Akhirnya, keduanya merasakan hidup tanpa kedamaian. Bagaimana bisa menikmati hidup dengan kondisi seperti itu?
Saling merasa terancam memunculkan prilaku agresif yang tak berdasar. Ketakutan akan adanya ancaman memunculkan prilaku berlebihan.
Dan ketika ketakutan begitu besar, maka petualang petualang politik di kedua pihak akhirnya menguasai mereka. Sekarang ini, yang muncul ke permukaan adalah mereka yang hobi perang. Baik di pihak Palestina maupun pihak Israel. Mereka diuntungkan oleh perasaan saling terancam dan ketakutan tersebut.
Para pemimpin mereka yang mencintai perdamaian tersingkir. Karena mereka yang mencintai kedamaian tak bisa dengan cepat memberikan kedamaian. Ketakutan dan keterancaman mereka sudah terlalu akut.
Mungkin kah diubah ke arah yang lebih positif?
Tak ada yang tak bisa berubah jika ada kemauan ke arah itu. Bukan mustahil akan terjadi perdamaian di tanah para nabi itu sebelum kiamat hadir.
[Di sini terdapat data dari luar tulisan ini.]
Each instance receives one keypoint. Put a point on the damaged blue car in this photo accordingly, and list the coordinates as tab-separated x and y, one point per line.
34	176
Akan tetapi, kerja ke arah itu harus lebih keras. Kesadaran kedua pihak bahwa kondisi saat ini tidak pernah menguntungkan siapa pun harus ada. Walaupun Israel unggul dalam persenjataan, bahkan mampu menggulung persenjataan koalisi Arab apalagi cuma Hamas, akan tetapi tetap tak akan pernah hudup dalam kedamaian jika prilaku mereka terhadap Palestina terus semau sendiri.